Posted: March 25, 2012 in Real Life
Tags: , , ,

I want to be the poster boy for being single.  I hear friends, usually women, complaining on Facebook about how it sucks to be single, yada yada yada.  I’ve been single for so long, I feel like I’ve basically mastered it.  It’s a comfortable place for me. My life feels full, and it is hard to imagine fitting another person into it.

Being single doesn’t necessarily mean that you’re alone. It doesn’t stop you from hanging out with friends. It simply means that you lack a sexual/romantic partner.  In my situation, tho, I’m frequently doing things by myself.  My friends either don’t share the same interests with me or aren’t available due to kids, relationships, etc.

Some time ago, I decided that I wanted to do “things” and I wasn’t going to not do those “things” just because someone wasn’t available to do them with me. I go to the movies more than most of my friends. I go to metal concerts, and most of them don’t listen to that kind of music. Et cetera. I can’t see any point in putting my life on hold just because no one else’s schedule is clear.

On the flip side, I totally see the advantages. When I go to a movie, I’m there to watch the movie. Whether other people are there or not is inconsequential. When I go to see a band, I’m there to enjoy the music and the experience.  That doesn’t require two people. When I go on road trips, I can stop wherever I want and take detours whenever I want.  The only schedule is my schedule. If I decide that I want to go do something an hour from now, I can. I don’t have to worry about whether someone else is available on such short notice.

Technology has helped too.  Especially with road trips, I admit that it’s scarier getting lost on side roads by yourself than if you had another person with you.  With GPS and navigation available on smartphones, however, that is no longer a concern. I can easily and confidently explore at my leisure and not worry about whether or not I’ll find my way back to the highway.

Technology also helps take the loneliness out of being alone.  Through social media such as Twitter, Facebook, and Foursquare, I can share what I’m doing.  This isn’t necessarily to brag, but it is to share and allow others to participate.  It’s like I’m taking everyone with me, in a non-interfering way. They can comment and offer suggestions or even get ideas for things that they may want to do.  Part of the reason I share what I’m doing is for education. Some people still don’t realize that there’s an IMAX screen in our local AMC theaters, so when I’m seeing a movie on the IMAX screen, I share that to remind people that there’s an IMAX screen available within a short traveling distance.

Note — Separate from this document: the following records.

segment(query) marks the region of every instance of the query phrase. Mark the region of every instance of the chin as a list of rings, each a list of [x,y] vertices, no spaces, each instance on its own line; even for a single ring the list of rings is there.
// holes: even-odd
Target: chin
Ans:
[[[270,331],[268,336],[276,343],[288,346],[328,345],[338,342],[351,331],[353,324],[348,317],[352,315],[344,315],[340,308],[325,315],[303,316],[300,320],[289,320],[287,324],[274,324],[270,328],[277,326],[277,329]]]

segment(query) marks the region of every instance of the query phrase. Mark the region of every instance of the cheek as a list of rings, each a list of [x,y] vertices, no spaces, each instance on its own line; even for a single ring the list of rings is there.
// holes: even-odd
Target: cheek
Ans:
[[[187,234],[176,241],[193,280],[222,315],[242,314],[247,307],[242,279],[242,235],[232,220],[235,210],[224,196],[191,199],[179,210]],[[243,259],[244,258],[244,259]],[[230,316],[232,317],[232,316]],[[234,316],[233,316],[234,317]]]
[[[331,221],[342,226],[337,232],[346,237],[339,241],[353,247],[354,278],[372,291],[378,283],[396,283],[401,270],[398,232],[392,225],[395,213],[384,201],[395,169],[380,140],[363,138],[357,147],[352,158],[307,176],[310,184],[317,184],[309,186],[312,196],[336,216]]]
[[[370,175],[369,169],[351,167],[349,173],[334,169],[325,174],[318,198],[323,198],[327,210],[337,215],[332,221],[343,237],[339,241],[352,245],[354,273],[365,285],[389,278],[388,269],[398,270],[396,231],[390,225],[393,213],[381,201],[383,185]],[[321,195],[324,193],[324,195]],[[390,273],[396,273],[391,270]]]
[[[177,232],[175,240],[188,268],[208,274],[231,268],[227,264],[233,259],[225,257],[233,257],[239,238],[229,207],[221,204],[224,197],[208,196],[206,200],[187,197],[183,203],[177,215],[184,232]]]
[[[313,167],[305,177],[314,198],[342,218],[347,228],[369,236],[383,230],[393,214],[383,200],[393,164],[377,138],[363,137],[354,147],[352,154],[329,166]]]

Every week I share my checkin at my local comic book store.  I do this because I’m happy about it but also to help support the business by spreading the word, to get the name of the store in front of people’s eyes.  If there’s a local event going on, I try to share it in advance and also while I’m there.

I think that when I’m doing something, and especially when I’m doing something with someone, it’s fun to share that.  I really can’t relate to people that don’t want to share where they are and who they are with. I don’t understand the need for secrecy.  I realize there’s a point of oversharing, but I try to be balanced. Sure, I checkin everywhere on Foursquare because that’s the venue for that sort of behavior.  I just don’t always post those checkins to other places.  I think anyone that’s truly a friend, not just people in the friends category on Facebook, are happy to see what you’re doing and, if you’re hanging out with friends, that you are.  I know I am.  I like seeing when people that I know are out having a good time.

I think that the single life is what you make of it. I think you can have plenty of fun by yourself, and you shouldn’t put your life, your fun and enjoyment, on hold just because someone else may not be available.  If you want someone to share the experience with, share it with everyone.  That’s what Facebook and other sites are for.

I hope that I can be an example to people that shows that you don’t have to have a significant other in order to have a full life.  There’s plenty to do, you just have to aim to do it. Don’t let others hold you back. What are you waiting for? If you want to do it, do it.

Comments
  1. I really liked your post…it’s just not when you are single that you worry about company and plans are put on hold because of lack of it…when you are married/ in a relationship also u tend to depend on your husband/ boyfriend to do things together and most of times the trips /plans get cancelled because the othe person’s schedule changes …it’s highly irritating…ur post has given me inspiration to try n do things by myself and find fun in them

    • slakker9 says:

      That’s great to hear. Yes, it’s definitely fun to do things with people, but we shouldn’t miss out on opportunities just because others can’t or don’t want to. And if it’s someone that you’re in a relationship with, hopefully they’ll understand and even be inspired to do the same when there’s something they want to do and your schedule conflicts.